Ancelotti vuelve a ser foco en Brasil tras la eliminación y el golpe en octavos
Con el amargo golpe ya disipándose tras la eliminación en los octavos de final en Nueva Jersey, el nombre de Carlo Ancelotti vuelve a quedar en el centro de la tormenta. El técnico italiano, que tomó el mando de Brasil hace un año con la misión de devolver a la selección al primer nivel del fútbol internacional, ahora enfrenta cuestionamientos cada vez más intensos dentro de su país.
Doce meses después, su continuidad en el banquillo parece estar en riesgo. En Brasil crecen las voces que piden cambios, aunque el entrenador insiste en que no se trata del final, sino “el inicio de un nuevo ciclo”. Con perspectiva, el balance apunta a que hubo decisiones de gran impacto que no salieron como se esperaba.
¿En qué punto se torció el plan de Brasil en el Mundial de 2026? El análisis de los problemas más visibles deja claro que una parte importante del fracaso estuvo ligada a la convocatoria y al armado del plantel por parte de Ancelotti, que sostuvo a un bloque veterano pese a la sensación de que no existían alternativas claras en el país.
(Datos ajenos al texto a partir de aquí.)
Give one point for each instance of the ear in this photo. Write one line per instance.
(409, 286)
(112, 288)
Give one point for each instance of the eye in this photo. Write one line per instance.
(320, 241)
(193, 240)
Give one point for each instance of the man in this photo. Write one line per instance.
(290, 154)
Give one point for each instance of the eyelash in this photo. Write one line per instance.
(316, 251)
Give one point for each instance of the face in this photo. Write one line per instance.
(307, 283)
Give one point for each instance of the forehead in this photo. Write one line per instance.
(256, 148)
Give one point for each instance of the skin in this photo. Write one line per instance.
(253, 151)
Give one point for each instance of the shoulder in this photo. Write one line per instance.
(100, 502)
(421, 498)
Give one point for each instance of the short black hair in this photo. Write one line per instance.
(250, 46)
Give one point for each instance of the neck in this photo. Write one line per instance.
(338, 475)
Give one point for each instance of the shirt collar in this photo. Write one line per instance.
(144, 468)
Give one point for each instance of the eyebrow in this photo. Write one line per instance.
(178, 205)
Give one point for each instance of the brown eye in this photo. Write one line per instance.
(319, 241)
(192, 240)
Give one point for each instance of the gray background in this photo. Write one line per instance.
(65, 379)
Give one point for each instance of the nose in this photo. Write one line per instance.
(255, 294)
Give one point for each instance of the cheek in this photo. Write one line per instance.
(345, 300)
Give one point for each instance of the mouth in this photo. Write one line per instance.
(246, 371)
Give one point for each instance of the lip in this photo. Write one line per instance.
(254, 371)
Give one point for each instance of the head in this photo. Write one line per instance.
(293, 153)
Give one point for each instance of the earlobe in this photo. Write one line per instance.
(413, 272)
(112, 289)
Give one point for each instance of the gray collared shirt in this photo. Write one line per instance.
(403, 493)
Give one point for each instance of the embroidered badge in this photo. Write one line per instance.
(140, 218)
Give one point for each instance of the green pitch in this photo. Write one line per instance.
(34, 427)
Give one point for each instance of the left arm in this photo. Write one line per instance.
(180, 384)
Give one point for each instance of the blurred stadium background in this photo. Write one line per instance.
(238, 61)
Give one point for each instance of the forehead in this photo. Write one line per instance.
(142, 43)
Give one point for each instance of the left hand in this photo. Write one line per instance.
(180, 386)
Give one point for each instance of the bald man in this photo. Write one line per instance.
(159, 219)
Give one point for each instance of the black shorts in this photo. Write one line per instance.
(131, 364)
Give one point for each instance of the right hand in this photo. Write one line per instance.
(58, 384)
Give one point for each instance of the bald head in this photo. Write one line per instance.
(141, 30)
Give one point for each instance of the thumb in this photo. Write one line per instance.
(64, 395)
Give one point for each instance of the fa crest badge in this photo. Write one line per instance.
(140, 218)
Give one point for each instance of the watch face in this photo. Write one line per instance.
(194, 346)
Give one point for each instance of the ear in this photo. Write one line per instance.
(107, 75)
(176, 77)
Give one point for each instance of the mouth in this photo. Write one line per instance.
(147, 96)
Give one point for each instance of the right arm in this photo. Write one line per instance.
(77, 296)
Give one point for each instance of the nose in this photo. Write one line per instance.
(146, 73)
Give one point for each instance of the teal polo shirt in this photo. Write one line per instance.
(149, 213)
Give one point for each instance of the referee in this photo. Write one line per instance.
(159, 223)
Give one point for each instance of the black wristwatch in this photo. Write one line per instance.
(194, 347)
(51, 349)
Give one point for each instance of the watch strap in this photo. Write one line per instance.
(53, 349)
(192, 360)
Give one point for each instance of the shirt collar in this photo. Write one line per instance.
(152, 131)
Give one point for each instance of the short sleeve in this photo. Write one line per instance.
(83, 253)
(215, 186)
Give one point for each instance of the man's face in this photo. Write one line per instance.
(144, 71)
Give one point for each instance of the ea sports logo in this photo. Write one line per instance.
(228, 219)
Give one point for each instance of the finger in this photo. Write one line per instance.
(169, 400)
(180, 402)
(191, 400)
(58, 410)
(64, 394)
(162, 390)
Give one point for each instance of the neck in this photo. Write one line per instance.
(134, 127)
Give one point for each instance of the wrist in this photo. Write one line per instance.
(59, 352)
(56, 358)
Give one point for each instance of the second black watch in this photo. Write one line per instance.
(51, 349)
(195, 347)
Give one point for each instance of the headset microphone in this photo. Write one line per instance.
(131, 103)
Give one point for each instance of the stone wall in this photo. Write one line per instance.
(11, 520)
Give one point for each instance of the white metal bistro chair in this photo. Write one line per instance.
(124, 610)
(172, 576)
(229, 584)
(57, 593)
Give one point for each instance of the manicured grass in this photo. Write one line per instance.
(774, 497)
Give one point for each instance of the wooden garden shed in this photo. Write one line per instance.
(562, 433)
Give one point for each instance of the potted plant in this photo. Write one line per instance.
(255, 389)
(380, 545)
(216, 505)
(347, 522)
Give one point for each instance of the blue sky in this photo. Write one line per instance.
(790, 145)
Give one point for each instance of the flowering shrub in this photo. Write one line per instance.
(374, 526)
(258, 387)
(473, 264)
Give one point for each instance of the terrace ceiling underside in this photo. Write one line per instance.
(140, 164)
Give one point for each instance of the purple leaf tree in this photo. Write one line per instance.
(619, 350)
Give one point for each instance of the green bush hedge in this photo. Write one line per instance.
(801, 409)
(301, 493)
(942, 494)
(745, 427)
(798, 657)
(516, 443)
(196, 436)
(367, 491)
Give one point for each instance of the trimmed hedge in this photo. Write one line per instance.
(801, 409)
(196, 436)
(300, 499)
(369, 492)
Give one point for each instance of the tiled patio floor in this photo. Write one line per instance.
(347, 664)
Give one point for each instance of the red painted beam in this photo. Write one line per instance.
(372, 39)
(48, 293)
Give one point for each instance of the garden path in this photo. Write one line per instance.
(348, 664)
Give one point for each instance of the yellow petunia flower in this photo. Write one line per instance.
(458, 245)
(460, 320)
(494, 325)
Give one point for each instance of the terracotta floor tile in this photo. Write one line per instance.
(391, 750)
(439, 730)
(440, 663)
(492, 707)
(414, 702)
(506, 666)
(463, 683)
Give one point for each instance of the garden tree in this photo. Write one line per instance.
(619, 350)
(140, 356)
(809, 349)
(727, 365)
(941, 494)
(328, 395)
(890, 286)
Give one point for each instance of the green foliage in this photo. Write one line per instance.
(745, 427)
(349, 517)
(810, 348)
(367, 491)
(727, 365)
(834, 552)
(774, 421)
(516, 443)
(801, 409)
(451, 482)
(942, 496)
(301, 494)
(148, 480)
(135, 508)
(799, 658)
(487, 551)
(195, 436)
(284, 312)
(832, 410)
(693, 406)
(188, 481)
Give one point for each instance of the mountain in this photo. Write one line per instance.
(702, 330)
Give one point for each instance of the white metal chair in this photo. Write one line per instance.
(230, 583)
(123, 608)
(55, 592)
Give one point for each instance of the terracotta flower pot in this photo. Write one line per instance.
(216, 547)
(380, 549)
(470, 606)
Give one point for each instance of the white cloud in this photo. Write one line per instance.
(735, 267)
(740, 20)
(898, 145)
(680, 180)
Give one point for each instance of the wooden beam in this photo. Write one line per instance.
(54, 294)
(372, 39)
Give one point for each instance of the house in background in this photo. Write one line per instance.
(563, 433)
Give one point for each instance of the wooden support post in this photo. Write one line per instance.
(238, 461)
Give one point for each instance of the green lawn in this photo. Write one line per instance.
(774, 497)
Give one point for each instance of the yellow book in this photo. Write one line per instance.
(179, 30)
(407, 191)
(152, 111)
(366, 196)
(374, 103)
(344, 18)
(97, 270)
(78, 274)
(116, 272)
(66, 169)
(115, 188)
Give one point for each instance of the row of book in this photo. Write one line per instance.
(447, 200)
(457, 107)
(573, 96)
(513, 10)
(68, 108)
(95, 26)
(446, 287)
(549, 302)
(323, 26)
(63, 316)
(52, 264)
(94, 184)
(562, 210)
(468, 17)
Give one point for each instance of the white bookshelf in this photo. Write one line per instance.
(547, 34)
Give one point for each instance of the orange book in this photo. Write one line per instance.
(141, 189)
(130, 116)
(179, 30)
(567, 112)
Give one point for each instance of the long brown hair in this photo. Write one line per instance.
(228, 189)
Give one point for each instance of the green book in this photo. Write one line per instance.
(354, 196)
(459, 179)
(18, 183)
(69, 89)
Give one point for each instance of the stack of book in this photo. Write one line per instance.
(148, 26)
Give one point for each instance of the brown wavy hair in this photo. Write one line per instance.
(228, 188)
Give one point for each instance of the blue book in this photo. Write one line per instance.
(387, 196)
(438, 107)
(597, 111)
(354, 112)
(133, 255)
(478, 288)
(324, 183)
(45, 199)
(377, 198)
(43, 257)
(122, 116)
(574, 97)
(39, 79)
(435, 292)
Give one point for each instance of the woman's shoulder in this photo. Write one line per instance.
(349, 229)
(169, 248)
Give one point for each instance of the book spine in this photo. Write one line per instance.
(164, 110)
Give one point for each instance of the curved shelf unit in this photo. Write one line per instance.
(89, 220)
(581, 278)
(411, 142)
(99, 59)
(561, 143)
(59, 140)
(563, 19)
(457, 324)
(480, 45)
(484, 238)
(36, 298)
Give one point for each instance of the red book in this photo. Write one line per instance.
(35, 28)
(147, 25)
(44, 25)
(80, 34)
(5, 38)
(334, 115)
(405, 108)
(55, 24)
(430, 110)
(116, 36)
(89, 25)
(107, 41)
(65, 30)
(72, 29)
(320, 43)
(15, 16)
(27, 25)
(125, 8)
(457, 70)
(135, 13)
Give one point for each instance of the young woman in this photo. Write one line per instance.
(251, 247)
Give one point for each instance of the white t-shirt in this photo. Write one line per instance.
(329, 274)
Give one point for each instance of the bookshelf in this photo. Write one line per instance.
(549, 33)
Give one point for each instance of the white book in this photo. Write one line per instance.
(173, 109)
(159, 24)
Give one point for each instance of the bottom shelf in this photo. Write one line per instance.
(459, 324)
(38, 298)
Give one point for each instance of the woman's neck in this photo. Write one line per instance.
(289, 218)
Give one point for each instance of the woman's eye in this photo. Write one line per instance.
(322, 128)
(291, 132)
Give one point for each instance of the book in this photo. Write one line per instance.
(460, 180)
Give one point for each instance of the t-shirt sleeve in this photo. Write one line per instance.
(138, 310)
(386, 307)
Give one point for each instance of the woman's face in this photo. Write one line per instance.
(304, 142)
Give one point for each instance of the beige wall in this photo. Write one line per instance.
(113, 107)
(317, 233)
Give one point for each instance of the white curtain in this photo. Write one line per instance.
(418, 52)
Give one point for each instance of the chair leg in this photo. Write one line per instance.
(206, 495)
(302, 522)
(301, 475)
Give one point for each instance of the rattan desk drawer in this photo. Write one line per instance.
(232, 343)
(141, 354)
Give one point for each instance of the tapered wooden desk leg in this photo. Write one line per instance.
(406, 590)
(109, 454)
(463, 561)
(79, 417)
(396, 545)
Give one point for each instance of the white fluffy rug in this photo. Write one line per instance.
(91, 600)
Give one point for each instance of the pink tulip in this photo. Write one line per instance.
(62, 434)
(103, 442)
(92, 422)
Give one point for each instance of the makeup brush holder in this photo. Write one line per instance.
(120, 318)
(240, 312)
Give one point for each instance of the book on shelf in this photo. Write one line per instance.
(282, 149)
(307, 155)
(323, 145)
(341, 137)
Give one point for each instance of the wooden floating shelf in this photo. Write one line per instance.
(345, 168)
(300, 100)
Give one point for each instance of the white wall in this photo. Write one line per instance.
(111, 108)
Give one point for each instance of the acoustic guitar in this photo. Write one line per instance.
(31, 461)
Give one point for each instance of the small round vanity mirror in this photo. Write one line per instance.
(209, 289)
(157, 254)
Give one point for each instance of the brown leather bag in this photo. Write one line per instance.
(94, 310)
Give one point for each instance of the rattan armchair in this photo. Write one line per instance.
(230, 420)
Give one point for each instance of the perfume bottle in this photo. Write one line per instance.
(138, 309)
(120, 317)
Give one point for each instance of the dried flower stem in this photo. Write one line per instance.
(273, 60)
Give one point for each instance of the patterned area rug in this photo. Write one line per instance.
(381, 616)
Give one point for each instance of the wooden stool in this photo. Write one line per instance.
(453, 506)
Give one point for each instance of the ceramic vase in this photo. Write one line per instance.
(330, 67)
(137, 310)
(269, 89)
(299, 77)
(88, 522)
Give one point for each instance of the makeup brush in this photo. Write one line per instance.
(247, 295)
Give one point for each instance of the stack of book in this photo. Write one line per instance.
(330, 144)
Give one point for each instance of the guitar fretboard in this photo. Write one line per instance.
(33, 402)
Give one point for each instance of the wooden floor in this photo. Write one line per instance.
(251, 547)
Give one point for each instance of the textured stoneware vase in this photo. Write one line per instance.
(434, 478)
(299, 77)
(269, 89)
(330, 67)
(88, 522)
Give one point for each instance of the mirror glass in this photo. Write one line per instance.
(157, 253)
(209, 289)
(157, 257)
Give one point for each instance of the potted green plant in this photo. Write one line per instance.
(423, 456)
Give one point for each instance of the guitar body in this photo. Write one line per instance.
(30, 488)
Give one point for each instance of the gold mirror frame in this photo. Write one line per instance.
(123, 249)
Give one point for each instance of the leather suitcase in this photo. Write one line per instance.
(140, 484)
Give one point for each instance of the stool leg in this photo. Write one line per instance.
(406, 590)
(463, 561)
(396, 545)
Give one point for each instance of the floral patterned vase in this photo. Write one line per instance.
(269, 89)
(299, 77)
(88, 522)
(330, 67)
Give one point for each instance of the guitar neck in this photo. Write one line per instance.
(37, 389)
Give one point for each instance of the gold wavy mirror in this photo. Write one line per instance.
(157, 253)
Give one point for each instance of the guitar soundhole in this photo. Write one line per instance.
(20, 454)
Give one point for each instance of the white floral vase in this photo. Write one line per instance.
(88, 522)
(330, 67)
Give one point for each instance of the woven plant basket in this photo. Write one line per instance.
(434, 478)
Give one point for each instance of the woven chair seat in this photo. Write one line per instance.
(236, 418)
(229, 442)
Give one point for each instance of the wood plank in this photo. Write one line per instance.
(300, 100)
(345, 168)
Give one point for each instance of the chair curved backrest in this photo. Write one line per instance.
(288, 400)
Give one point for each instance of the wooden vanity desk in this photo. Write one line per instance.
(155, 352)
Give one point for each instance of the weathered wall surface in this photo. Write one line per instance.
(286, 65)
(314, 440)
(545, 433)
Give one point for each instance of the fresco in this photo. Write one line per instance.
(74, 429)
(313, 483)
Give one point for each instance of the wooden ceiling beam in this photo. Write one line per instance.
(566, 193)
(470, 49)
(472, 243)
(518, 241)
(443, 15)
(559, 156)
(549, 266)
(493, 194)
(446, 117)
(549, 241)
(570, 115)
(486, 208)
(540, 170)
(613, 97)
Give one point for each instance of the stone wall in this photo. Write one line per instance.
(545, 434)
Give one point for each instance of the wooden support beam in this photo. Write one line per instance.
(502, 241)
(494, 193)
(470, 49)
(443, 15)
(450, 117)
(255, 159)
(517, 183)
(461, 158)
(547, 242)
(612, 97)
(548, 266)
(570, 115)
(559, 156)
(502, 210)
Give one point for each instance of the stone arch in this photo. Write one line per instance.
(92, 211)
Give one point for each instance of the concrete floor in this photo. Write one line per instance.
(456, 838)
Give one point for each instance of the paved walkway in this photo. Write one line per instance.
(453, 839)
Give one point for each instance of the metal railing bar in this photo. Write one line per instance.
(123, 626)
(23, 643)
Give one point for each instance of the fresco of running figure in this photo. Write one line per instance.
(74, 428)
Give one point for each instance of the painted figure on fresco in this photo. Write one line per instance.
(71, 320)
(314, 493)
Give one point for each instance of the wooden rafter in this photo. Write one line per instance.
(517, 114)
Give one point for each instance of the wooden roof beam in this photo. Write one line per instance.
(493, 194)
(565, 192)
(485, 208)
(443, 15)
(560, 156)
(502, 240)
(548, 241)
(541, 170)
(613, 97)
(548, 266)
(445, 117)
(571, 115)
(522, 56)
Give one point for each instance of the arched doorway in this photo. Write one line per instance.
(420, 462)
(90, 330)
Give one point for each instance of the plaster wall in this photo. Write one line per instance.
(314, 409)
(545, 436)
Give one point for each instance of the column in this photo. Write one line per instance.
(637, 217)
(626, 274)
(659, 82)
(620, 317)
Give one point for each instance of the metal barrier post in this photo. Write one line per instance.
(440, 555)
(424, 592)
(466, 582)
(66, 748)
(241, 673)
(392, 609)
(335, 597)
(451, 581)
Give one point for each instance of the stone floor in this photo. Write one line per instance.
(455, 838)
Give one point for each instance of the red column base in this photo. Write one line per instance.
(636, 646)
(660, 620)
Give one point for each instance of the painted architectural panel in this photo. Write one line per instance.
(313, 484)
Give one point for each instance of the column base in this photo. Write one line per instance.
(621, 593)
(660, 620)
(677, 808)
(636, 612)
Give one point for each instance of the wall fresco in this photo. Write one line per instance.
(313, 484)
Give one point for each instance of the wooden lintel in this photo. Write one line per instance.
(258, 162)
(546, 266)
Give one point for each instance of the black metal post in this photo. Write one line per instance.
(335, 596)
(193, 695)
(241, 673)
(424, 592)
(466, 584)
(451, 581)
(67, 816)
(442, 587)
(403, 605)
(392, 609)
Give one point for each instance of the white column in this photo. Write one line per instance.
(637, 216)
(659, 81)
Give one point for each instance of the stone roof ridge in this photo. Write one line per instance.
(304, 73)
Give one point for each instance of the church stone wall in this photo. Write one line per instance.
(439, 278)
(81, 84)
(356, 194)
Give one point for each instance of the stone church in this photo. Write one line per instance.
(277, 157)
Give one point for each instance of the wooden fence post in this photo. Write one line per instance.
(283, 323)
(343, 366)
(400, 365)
Plantel envejecido y falta de recambio
Uno de los ejes del debate es la edad de los jugadores que llegaron con la selección. Sus tres porteros sumaban 33, 32 y 38 años. En la línea defensiva, la media de edad de quienes fueron citados se ubicó en 31, con nombres como Danilo y Alex Sandro, ambos con un peso importante en el ciclo previo y con la percepción de que pertenecen a otra etapa.
En el mediocampo, Casemiro, de 34 años, volvió a ser un pilar. A su lado, Fabinho, con 32, también recibió minutos con frecuencia, en una estructura donde la experiencia pesó más que la renovación.
Hubo señales de futuro: Rayan, joven promesa de Bournemouth con 19 años, y Danilo del Botafogo, de 25, aportaron argumentos para mirar hacia adelante. Aun así, el propio Ancelotti reconoció después de la eliminación que hace falta “sangre nueva” y jugadores capaces de elevar el nivel en el fútbol brasileño.
“Necesitamos jóvenes, necesitamos jugadores de alto nivel entrando al fútbol brasileño. Esta selección tiene un grupo muy sólido: grandes futbolistas que continúan y también algunos que pueden sumarse”, expresó el técnico.
Neymar: convocatoria polémica y lesión que cambió el plan
El otro protagonista del debate fue Neymar. Ancelotti lo incluyó en la lista con 34 años en un contexto de presión mediática y de sectores de la afición. El respaldo llegó pese a que su último partido con la selección había sido en octubre de 2023, cuando las lesiones y problemas físicos lo mantuvieron fuera de ritmo.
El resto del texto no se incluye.